Abstract: SA-PO455
Mild AKI in a Murine Polymicrobial Sepsis Model and Its Value for Preclinical Testing of Human Cell Therapies
Session Information
- Development and Regenerative Medicine
November 09, 2019 | Location: Exhibit Hall, Walter E. Washington Convention Center
Abstract Time: 10:00 AM - 12:00 PM
Category: Development, Stem Cells, and Regenerative Medicine
- 500 Development, Stem Cells, and Regenerative Medicine
Authors
- Fazekas, Barbara, National University of Ireland Galway, Galway, Ireland
- Alagesan, Senthilkumar, Orbsen Therapeutics Ltd, Galway, Ireland, Galway, Ireland
- Watson, Luke, Orbsen Therapeutics Ltd, Galway, Ireland, Galway, Ireland
- Ng, Olivia, Orbsen Therapeutics Ltd, Galway, Ireland, Galway, Ireland
- Conroy, Callum Michael, Orbsen Therapeutics Ltd, Galway, Ireland, Galway, Ireland
- Garcia, Yolanda, National University of Ireland Galway, Galway, Ireland
- Elliman, Stephen Joseph, Orbsen Therapeutics Ltd, Galway, Ireland, Galway, Ireland
- Griffin, Matthew D., National University of Ireland Galway, Galway, Ireland
Background
Even mild AKI greatly worsens the prognosis of sepsis. Allogeneic mesenchymal stem cells (allo-MSC) have potential therapeutic value in sepsis-associated (SA)-AKI but their optimal administration is undetermined. Improved analysis of human MSC effects in pre-clinical models of SA-AKI could improve future clinical trial design. We aimed to develop a model of mild SA-AKI in which to test a human allo-MSC cell product.
Methods
Caecal ligation and puncture (CLP) or Sham surgery with frequent post-procedural monitoring were performed in male C57BL/6 mice. Blood was sampled at 24, 48 and 72 hrs and kidney tissue collected at 72 hrs. Antibody-selected human umbilical cord (UC)-MSC were injected IV at 106 cells/animal 4 hours post-CLP. Plasma and renal tubular neutrophil gelatinase-associated lipocalin (NGAL) were quantified by ELISA and IHC. Renal lymphoid and myeloid cells were quantified by multi-color flow cytometry of collagenase/DNAase-digested kidney.
Results
CLP was associated with 10-15% body weight loss and low (10%) mortality by 72 hrs. Plasma liver enzymes were mildly increased in CLP vs Sham but BUN and creatinine were not raised. Plasma (p)NGAL was markedly increased in CLP versus SHAM animals (p<0.001), peaking at 24 hrs and remaing elevated at 48 & 72 hrs.
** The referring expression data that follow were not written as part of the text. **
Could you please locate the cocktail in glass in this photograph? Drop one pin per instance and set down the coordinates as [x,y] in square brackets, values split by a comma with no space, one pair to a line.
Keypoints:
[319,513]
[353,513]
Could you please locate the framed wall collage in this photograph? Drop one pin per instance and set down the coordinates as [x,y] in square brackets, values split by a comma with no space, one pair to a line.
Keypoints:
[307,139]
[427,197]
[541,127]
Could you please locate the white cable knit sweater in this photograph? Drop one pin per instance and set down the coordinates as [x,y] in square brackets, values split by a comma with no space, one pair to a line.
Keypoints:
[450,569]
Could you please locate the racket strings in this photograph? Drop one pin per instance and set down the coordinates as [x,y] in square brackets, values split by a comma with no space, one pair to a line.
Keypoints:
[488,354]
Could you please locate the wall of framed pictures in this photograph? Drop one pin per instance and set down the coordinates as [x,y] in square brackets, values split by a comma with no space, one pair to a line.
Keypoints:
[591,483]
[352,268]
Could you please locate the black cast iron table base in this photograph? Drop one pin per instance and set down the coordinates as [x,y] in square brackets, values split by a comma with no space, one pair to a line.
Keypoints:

NGAL staining intensity in renal tubular epithelial cells strongly discriminated between CLP and SHAM at 72 hrs (Mean score 2.6±1.2 vs. 0.0±0.0, p=0.0003) and correlated with pNGAL. Intra-renal immune cell profiling indicated that SA-AKI was associated with proportionatley reduced T-cells, increased neutrophils and a complex modulation of MHC II+ mononuclear phagocytes (MP). A single administration of UC-MSC (compared to saline) resulted in less body weight loss (6.8±3.7% vs. 10.0±5.2%, p<0.05), trends toward lower pNGAL and renal NGAL staining intensity and reversal of SA-AKI-associated alterations to intra-renal T-cells, neutrophls and MP.
Conclusion
Mouse CLP with frequent post-procedural monitoring resulted in mild SA-AKI best detected by pNGAL, renal tubular NGAL staining intensity and altered intra-renal immune cell repertoire. The model allowed for quantification of the kidney-specific effects of an investigational human allo-MSC product in the setting of subclinical SA-AKI.
Funding
- Commercial Support – Orbsen Therapeutics Ltd.